4. You'll also need intra-group model clauses. Intra-group exports of CRM, employee and vendor data are somewhat easier, because the business will ultimately be contracting with itself, but it will need to map out which entities are exporting to which, and ensure that all appropriate group entities are signed up and their data flows accurately described within the clauses. And, of course, they'll have to get the model clauses executed which, depending on the group structure, its size, intra-group powers of attorney, and contract execution rights, may be a much more challenging task than it sounds.
5. Don't just sign the paperwork and forget about it: It doesn't end there, either. Businesses who execute model clauses will then need to make sure they actually implement their requirements - particularly, in the case of controller-to-processor model clauses - their subcontracting provisions. That essentially means flowing down the model clause terms to any third party non-EEA vendors that the business engages to process EEA personal data. This itself will prove very tricky - many non-EEA vendors will cry ignorance of the model clauses, insist that they don't actually process personal data ("you have the encryption key - we don't know what it is!", "we only provide co-location facilities", etc.), maintain that they don't sign model clauses as a matter of principle, and so on. That leaves the business in a difficult position - it either has to tolerate the non-compliance and have customer-facing breach exposure, transition to a new vendor who will sign model clauses or, if it has the leverage, simply force model clauses on the vendor. Having been part of these negotiations first-hand on many an occasion, I know how hard this is.
6. There's all those policies to update too! There's another consideration too - what about all those external and internal-facing policies (website privacy policies, corporate data protection policies, whistleblowing policies) where the business proudly espouses its use of Safe Harbor for compliance purposes? They all need to be revisited, updated, agreed internally, re-translated (where operating across multiple jurisdictions), re-posted, and possibly even notified to affected data subjects. Phew! What a task.

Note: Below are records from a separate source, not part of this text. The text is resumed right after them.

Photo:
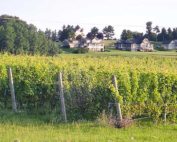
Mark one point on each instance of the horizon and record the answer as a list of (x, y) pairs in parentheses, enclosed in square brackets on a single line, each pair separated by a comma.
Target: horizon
[(54, 14)]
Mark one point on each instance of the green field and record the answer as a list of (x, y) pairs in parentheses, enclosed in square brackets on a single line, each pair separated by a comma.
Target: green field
[(22, 128), (39, 72)]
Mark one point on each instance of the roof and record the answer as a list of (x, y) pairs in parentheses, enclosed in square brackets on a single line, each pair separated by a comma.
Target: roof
[(130, 41)]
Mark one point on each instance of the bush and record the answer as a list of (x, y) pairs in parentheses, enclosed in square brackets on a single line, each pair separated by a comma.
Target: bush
[(81, 50)]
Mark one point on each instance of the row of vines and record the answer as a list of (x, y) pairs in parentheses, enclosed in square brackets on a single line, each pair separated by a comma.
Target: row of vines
[(145, 84)]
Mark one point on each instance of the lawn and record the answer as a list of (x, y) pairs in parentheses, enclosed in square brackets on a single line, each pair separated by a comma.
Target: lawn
[(23, 128)]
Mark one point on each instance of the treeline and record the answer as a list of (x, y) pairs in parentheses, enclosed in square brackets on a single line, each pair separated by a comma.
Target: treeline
[(71, 32), (17, 37), (152, 33)]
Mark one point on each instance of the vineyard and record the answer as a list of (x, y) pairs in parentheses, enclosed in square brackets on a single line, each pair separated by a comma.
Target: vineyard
[(146, 84)]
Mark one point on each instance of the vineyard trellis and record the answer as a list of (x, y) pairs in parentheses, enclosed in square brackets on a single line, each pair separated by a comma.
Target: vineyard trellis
[(88, 87)]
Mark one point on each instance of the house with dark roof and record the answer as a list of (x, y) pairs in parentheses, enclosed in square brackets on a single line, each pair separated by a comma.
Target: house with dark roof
[(134, 45), (170, 45)]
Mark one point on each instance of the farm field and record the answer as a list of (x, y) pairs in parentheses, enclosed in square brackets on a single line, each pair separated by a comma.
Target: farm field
[(22, 128), (142, 78)]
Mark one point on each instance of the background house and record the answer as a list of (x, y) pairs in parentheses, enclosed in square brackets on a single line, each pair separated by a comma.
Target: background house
[(134, 45), (95, 45), (170, 45)]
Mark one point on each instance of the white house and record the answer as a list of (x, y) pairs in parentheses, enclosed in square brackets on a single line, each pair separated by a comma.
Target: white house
[(134, 45), (170, 45), (95, 45)]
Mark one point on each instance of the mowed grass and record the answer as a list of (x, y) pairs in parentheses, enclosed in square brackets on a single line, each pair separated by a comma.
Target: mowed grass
[(23, 128)]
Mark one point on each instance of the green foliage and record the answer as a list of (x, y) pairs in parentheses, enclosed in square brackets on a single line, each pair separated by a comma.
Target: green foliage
[(145, 84), (17, 37), (81, 50)]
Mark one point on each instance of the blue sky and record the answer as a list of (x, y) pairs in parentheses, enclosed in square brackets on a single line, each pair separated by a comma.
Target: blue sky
[(122, 14)]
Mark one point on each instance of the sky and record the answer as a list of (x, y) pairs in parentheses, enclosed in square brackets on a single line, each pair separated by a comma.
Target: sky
[(122, 14)]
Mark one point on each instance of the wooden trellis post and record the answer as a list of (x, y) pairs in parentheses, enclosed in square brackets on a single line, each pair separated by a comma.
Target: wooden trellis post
[(61, 94), (12, 90), (118, 109)]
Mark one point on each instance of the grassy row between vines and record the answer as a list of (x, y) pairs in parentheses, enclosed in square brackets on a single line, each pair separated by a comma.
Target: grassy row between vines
[(29, 128), (145, 82)]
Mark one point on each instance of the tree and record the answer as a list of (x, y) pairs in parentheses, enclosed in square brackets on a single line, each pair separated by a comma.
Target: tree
[(100, 36), (93, 33), (126, 34), (108, 32), (68, 32), (170, 34), (149, 30), (174, 33), (163, 36), (17, 37), (149, 27), (48, 33), (157, 31)]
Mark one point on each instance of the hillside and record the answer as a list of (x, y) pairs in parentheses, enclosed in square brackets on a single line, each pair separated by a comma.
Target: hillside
[(18, 37)]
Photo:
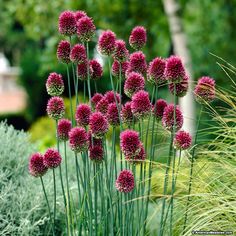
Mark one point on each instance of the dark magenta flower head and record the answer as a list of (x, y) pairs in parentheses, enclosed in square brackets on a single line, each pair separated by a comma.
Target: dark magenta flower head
[(140, 104), (55, 84), (156, 69), (106, 42), (179, 89), (78, 139), (129, 142), (95, 69), (174, 71), (78, 54), (55, 108), (116, 68), (134, 83), (82, 114), (85, 29), (159, 107), (125, 181), (205, 89), (121, 53), (96, 154), (63, 129), (52, 158), (67, 23), (137, 63), (127, 116), (168, 117), (36, 165), (182, 140), (138, 37), (98, 124), (63, 52), (113, 115)]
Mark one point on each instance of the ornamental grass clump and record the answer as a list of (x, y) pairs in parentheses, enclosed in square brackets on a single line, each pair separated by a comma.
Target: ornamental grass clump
[(114, 175)]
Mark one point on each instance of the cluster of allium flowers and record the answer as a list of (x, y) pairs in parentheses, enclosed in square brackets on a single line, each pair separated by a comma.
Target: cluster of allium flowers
[(121, 53), (127, 116), (113, 114), (182, 140), (98, 124), (85, 29), (137, 63), (55, 108), (205, 89), (82, 114), (116, 68), (125, 181), (95, 69), (36, 165), (63, 129), (138, 37), (168, 120), (63, 52), (78, 139), (67, 23), (52, 158), (156, 69), (174, 71), (140, 104), (106, 43), (130, 143), (134, 83), (55, 84), (78, 54), (179, 89), (159, 107)]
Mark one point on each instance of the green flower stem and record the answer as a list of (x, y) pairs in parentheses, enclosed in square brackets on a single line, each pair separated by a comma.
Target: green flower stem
[(49, 210)]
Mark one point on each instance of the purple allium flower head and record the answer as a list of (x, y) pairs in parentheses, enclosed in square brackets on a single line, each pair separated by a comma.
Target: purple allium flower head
[(140, 104), (98, 124), (96, 154), (182, 140), (102, 106), (113, 115), (156, 69), (85, 29), (168, 117), (67, 23), (79, 14), (36, 165), (52, 158), (55, 84), (78, 54), (95, 69), (125, 181), (138, 37), (82, 114), (127, 116), (137, 63), (55, 108), (63, 129), (134, 83), (96, 98), (63, 52), (159, 107), (205, 89), (130, 143), (116, 68), (121, 53), (180, 88), (78, 139), (174, 71), (106, 42)]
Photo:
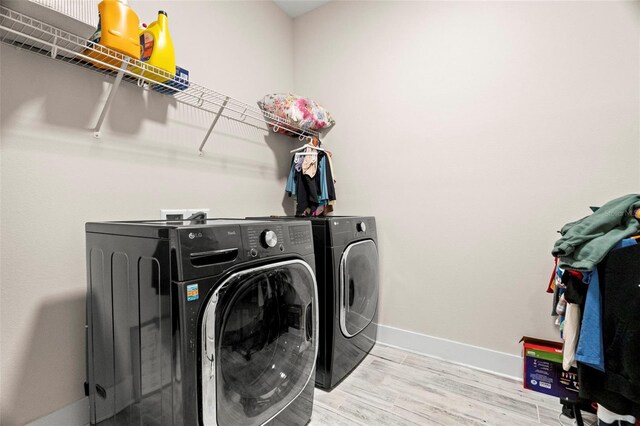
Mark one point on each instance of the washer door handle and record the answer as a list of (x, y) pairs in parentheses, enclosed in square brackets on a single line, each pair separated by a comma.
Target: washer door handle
[(352, 292)]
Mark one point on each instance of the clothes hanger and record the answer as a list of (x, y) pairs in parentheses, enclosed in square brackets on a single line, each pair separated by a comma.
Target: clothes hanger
[(311, 144)]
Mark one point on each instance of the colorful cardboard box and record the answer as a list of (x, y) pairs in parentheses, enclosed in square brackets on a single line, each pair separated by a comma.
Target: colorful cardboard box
[(543, 369)]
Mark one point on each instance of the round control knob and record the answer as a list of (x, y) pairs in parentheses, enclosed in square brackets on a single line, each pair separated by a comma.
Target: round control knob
[(269, 238)]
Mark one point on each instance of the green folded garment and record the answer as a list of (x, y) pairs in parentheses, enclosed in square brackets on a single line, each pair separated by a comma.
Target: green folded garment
[(586, 242)]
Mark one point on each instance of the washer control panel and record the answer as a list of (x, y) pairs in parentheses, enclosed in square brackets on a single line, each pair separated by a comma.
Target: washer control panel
[(265, 239)]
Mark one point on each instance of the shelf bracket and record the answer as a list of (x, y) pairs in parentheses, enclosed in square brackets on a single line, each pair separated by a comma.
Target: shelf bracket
[(112, 95), (54, 48), (215, 120)]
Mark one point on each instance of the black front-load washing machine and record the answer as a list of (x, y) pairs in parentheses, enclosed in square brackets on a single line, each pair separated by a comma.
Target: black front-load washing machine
[(210, 322), (346, 250)]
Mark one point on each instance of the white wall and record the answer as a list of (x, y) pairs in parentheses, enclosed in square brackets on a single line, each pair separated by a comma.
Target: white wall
[(473, 131), (55, 176)]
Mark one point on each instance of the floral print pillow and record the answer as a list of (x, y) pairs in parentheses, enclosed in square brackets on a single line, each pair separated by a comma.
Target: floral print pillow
[(296, 110)]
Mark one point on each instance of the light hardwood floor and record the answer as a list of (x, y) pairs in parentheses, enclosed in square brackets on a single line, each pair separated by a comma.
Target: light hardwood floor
[(394, 387)]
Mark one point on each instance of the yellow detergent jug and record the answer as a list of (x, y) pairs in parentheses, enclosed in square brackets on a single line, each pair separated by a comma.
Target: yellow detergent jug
[(117, 30), (156, 50)]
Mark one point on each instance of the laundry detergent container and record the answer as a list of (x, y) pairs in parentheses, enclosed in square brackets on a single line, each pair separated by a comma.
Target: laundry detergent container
[(157, 54), (116, 36)]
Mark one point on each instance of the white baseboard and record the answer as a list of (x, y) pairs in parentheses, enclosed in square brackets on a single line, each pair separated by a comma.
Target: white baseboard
[(500, 363), (76, 414)]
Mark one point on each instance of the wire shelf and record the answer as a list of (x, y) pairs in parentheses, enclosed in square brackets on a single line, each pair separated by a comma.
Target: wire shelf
[(30, 34)]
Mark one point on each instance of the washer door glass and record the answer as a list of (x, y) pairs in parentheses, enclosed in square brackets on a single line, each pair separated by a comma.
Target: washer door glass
[(358, 286), (259, 343)]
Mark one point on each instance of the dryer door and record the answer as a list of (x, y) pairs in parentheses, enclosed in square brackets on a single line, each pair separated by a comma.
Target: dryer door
[(259, 343), (358, 286)]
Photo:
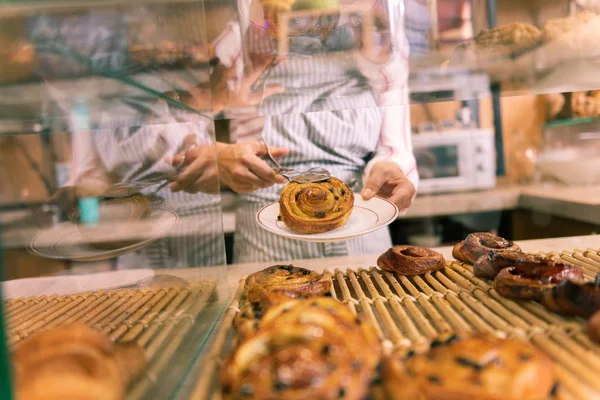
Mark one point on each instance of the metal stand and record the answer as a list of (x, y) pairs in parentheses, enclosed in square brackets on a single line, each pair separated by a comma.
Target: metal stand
[(492, 13)]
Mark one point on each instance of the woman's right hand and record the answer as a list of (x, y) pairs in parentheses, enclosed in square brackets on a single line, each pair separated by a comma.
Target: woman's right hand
[(240, 167)]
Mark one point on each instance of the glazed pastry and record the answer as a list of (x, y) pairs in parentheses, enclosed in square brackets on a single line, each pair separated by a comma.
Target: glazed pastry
[(480, 367), (530, 281), (410, 260), (312, 355), (478, 244), (316, 207), (515, 35), (294, 311), (594, 327), (490, 264), (246, 322), (573, 298), (281, 282), (74, 362)]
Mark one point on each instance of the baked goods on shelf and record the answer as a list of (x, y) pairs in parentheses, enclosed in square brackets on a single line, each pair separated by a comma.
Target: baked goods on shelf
[(530, 281), (479, 244), (515, 36), (573, 298), (293, 311), (316, 207), (74, 362), (410, 260), (275, 286), (593, 327), (556, 28), (312, 352), (279, 282), (490, 264), (477, 367), (112, 211)]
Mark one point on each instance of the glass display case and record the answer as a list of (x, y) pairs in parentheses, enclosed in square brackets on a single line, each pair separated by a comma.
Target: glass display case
[(141, 143)]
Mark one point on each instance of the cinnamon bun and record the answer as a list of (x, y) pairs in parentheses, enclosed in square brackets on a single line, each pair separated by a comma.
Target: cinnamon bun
[(531, 281), (316, 207), (313, 354), (410, 260), (478, 367), (281, 282), (478, 244), (74, 362), (490, 264)]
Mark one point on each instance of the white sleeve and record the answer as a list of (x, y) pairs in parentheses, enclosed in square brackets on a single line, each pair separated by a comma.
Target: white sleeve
[(390, 84)]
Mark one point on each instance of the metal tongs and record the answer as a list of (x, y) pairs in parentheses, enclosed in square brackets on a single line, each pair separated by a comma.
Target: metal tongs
[(311, 175)]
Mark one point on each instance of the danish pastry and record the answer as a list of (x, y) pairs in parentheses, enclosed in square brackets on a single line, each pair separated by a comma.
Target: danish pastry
[(594, 327), (316, 207), (74, 362), (531, 281), (573, 298), (490, 264), (281, 282), (478, 244), (317, 353), (476, 368), (410, 260)]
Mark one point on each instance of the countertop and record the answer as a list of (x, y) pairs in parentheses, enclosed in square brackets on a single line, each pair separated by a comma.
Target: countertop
[(233, 273), (578, 203)]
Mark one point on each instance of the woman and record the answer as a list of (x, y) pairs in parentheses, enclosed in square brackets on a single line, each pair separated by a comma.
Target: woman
[(350, 116)]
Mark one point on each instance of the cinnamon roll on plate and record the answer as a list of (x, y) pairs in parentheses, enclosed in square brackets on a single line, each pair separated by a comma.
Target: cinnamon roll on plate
[(316, 207)]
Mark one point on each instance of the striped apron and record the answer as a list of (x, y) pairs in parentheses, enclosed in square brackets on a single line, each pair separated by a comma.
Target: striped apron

7. You may even need to establish an EEA controller - just to sign your model clauses! It must be over there, right? Nope - there's at least one more task. What if you are an online B2C business without an EEA group company serving as your EEA data controller? Odds are you've not been worrying about your lack of EEA controller, because you never had to: you were safely able to receive data in the US before in reliance on your Safe Harbor certification. But if Safe Harbor goes away and you have to implement model clauses, you suddenly have to find an EEA group company you can enter the model clauses with! And that means you have to find an EEA group company willing to be your EEA data controller so that it can sign model clauses with you! And that in turn may mean a fairly seismic-shift in the structure and organization of your internal data governance program.
So, to all those of you who were thinking "Well, it's not that big a deal if Safe Harbor goes - there's always model clauses", the above is just a taste of what may be in store in terms of compliance actions needed to transition over to model clauses as a replacement data export solution. And, after all that, data will still flow to the US, and internationally, just as it ever did before - so does anyone really feel that data will be better protected in a Safe Harborless world?